In the absence of a coach, I can give you some general principles to work with:
- You have to eat your protein. While 1 g / lb is easy to remember, you don't need quite that much to keep building strength.
- Keep fat low, but still have it. Fat should make up roughly 20% of your diet.
- You have to eat your carbs. In fact, carbs become even more necessary as that's what fuels your training.

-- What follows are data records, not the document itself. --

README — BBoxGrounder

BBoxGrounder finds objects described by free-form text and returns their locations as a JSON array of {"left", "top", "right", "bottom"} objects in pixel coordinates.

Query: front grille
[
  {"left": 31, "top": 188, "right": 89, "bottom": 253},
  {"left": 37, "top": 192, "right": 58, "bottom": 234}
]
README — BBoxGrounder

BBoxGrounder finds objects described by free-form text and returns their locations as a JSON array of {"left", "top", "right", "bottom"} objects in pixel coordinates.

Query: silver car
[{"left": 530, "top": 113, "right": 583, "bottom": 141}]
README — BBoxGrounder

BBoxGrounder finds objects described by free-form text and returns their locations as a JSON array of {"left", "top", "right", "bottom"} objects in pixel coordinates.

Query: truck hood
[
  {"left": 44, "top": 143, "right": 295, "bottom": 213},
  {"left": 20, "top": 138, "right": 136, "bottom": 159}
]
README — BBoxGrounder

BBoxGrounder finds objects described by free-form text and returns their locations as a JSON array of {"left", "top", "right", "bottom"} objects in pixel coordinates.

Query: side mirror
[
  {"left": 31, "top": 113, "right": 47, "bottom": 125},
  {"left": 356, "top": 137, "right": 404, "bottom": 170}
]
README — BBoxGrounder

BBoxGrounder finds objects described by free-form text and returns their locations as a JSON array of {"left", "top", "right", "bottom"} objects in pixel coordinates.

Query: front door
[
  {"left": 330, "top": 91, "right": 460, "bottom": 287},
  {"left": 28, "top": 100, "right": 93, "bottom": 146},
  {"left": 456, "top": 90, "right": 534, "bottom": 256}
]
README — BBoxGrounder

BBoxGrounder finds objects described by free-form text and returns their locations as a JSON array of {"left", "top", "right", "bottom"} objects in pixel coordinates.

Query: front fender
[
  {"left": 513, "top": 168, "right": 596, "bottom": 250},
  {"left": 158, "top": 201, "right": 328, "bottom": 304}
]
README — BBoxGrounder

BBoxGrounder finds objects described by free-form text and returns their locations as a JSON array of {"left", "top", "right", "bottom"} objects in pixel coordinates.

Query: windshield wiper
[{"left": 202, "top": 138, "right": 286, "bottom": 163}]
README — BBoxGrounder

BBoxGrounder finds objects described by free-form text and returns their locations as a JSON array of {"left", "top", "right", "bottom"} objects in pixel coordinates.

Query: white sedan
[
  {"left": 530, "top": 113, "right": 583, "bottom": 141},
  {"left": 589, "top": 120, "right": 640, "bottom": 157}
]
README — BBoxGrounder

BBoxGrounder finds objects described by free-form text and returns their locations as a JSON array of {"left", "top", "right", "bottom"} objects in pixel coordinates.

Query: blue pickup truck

- Use carbs that have a good amount of fiber in them. They keep you satisfied longer, and they tend to minimize inflammation.
- In fact, eat whole foods and foods known to lower systemic inflammation.
Your training will already have some inflammation involved, as that's part of getting stronger and building muscle. However, uncontrolled systemic inflammation from fast food and highly processed foods create a hostile environment and triggers your body to keep storing the fat.
With training, keep in mind the mantra "no junk miles":
- Have your plan for what you do in the gym, and do that plan.
- Don't try to max out in the gym or fatigue your muscles to the point of exhaustion.
- Emphasize recovery--both active and passive.
- Your training plan should allow some wiggle room for having a bad day. They will happen more often when you are losing weight, but if you can get the planned work done even on a bad day you will do well.
The shortcut is to hire a coach and have them do the hard thinking for you. But also keep in mind my progress. I lost on average 1-2 lbs of fat per month, and gained a pound of lean mass every 6 months. The transformation will be slow. Slower than if you pursued either goal wholeheartedly. I'm still not done yet. I personally will continue this route, as I'm very healthy and simply have too much fat. Since I do compete from time to time, performance is more important to me than how I look. That said, I'm very pleased at how my transformation is progressing.